Influenced by the death of her mother - and then father - the Italian University of Middlesex graduate created work suffused with mourning and memory
When Veronica Viacava moved to London, straight out of high school in Milan, she had never studied photography. But she had developed an interest in the concept of the photographic image, beyond the physicality of manually taking pictures, and seeking independence from her family, who didn’t approve of her desire to study the arts, enrolled at the University of Middlesex.
Viacava has just graduated, and her work has been deeply personal throughout. When she was 17, her mother passed away, which led to intense musings on old family photo albums. By the end of her second year at Middlesex, she had begun to think about the materialisation of memory and “the idea of photography turning the past into an object”, she says. “So that you can look through it.”
This idea formed the basis of her project Palinopsia, in which she took photographs of objects that had belonged to her mother, and that were symbolic of moments they had spent together. A shot of a mannequin head represents the day her mother decided to shave her hair, which had begun to fall out after chemotherapy.
The gold-plated sweetcorn set against a light-blue background is similar to that of the base of a glass table that stood in the family living room. “I broke it when I was 14 and mum got really mad at me,” Viacava laughs.

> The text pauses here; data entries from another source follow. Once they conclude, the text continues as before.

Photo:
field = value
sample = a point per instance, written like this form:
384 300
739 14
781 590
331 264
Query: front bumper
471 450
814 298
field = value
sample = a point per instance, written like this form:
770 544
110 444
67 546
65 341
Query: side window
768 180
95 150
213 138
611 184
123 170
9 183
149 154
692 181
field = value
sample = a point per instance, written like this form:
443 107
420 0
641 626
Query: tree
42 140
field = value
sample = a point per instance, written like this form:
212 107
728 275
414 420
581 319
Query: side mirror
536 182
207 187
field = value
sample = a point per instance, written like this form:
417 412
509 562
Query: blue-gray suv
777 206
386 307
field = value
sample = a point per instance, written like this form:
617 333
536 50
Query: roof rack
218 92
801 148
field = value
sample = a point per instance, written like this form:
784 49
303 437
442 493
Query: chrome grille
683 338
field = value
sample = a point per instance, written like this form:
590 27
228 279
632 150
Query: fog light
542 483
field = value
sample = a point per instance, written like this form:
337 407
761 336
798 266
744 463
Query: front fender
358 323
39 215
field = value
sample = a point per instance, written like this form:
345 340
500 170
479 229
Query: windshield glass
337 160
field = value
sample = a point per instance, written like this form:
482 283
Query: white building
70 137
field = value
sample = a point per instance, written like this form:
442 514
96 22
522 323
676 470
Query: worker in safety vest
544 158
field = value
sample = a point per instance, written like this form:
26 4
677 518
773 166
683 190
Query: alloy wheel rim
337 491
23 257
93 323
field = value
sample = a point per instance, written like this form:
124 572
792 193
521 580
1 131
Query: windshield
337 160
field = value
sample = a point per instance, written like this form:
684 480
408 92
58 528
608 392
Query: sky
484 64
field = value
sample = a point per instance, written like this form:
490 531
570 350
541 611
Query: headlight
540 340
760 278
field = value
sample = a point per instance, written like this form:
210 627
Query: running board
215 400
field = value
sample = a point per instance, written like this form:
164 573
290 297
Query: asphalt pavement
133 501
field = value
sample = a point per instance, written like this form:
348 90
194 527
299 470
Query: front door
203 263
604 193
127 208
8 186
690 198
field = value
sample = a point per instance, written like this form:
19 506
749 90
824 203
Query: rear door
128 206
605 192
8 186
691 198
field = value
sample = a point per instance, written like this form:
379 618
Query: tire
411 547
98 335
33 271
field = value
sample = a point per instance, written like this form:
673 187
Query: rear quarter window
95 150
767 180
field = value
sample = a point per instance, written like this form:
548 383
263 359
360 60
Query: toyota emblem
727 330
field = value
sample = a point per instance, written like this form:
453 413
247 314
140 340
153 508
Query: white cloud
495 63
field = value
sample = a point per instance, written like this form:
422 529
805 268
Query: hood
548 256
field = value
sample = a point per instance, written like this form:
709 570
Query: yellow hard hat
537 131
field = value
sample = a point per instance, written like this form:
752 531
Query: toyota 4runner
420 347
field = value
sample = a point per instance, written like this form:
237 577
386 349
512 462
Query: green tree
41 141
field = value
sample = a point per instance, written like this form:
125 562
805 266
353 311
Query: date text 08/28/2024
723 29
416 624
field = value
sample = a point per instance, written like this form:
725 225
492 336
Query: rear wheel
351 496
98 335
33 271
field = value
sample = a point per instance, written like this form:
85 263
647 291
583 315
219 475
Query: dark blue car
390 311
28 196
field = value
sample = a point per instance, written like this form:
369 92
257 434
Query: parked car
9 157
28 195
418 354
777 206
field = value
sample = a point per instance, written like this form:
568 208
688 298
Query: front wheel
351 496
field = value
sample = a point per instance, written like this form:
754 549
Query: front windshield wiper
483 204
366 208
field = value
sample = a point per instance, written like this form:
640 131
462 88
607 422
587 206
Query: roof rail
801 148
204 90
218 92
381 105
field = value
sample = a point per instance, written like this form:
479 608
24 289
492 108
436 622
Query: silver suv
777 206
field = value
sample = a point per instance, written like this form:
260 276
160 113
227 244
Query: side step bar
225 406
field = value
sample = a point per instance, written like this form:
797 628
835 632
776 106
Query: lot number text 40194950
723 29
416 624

Viacava began work on the series in November 2016 and, a few months later, her father died. “The project changed completely,” says Viacava. “It wasn’t just about the incongruence between memory and photography, but also about the mourning process and what it is.”
Throughout the process, she was also influenced by Freudian theory of emotional development. “We are so attached to photo albums and pictures when someone passes away,” she says. “It’s because of our need to put our love somewhere else and we attach ourselves to their objects and their remains. I think I’ve done the same thing but with my own pictures.”
Now she has graduated, Viacava hopes to move on, exploring the manipulation of narratives and the materiality of the image in the digital age. But, she adds that she works “really, really slowly”. “I overthink things a lot and then produce one picture, and then do it again and again. My work is very conceptual, at least for now. It’s just the idea of photography that gets me a lot.”